Wednesday, May 16, 2018

Eighteenth Century Courtship


Courting took place at organized functions such as dances, horse races and church. Dancing was an important courting ritual among the wealthy. It was considered a good way to determine a potential marriage partner’s physical soundness, as well as the state of their teeth and breath. Dancing taught poise, grace and balance, especially important to women who had to learn to remain in their “compass”, or the area of movement allowed by their clothing. Balls often lasted three to four days and took all day and most of the night. 





Women, then as now, had ways of making themselves more alluring.  Among the elite, cosmetics were commonly worn.  Almost everyone had a pock marked face due to the widespread scourge of smallpox, but a handsomely pocked face was not considered unattractive, only an excessively pocked one.  Flour, white lead, orrisroot and cornstarch were common bases to produce the esthetic of a pure white face. Over these red rouge was used to highlight cheekbones, in a manner that would be considered exaggerated by modern standards, but was most effective in the dim light afforded by candles in the eighteenth century.

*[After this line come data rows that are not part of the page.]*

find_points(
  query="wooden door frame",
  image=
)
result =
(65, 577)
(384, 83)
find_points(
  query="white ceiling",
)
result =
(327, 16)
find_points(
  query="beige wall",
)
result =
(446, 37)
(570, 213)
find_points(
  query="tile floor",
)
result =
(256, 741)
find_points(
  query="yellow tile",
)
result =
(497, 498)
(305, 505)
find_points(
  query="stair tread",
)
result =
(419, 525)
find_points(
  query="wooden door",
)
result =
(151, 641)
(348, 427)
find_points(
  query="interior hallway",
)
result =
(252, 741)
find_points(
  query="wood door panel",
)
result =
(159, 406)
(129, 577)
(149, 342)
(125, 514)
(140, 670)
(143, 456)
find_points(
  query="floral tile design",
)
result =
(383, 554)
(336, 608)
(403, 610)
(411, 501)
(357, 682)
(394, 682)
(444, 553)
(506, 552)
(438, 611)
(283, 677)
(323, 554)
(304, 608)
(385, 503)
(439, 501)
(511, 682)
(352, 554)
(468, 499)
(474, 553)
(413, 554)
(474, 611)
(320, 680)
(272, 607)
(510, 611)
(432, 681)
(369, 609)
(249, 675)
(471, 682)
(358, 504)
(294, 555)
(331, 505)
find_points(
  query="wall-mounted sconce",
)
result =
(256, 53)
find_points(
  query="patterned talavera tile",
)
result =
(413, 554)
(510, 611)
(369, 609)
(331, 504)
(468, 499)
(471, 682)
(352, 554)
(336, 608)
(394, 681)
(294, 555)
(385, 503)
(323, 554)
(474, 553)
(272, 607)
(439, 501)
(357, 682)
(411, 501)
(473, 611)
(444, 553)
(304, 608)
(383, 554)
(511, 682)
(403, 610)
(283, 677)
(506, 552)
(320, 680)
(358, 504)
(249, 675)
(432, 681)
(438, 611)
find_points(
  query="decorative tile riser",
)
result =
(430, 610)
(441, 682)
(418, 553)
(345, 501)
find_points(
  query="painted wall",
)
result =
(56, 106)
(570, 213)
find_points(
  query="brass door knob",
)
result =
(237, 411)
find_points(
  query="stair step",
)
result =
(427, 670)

Lip color and rouge were made from crushed cochineal beetles. Cochineal was an expensive imported commodity; country women substituted berry stains. Carbon was used to highlight eye brows and lashes, which were groomed with fine combs.  The key aspects of the 18th century cosmetic look were a complexion somewhere between white and pale, red cheeks, and red lips.  The ideal woman had a high forehead, plump rosy cheeks, pale skin, and small lips, soft and red, with the lower lip being slightly larger thus creating a rosebud effect. Although bathing one’s entire body was not a regular occurrence in the eighteenth century, the daily washing of one’s face and hands was the norm in elite social circles.



An almanac essay entitled Love and Acquaintance with the Fair Sex assures us that men were incapable of “resistance” against a woman’s, “attractive charms of an enchanting outside in the sprightly bloom of happy nature; against the graces of wit and politeness; against the lure of modesty and sweetness.”  Of course some men felt uneasy about female allurements which could account for the introduction of a bill before the British Parliament in 1770 entitled, “An Act to Protect Men from Being Beguiled into Marriage by False Adornments”. The proposed act read, “All women, of whatever rank, age, profession or degree, whether virgins, maids or widows, that shall, from and after such Act, impose upon, seduce or betray into matrimony, any of His Majesty's subjects, by the use of scents, paints, cosmetic washes, artificial teeth, false hair, Spanish wool, iron stays, hoops, high-heeled shoes and bolstered hips, shall incur the penalty of the law in force against witchcraft and like misdemeanours and that the marriage upon conviction shall stand null and void.”  To the everlasting regret of some the Act did not become law.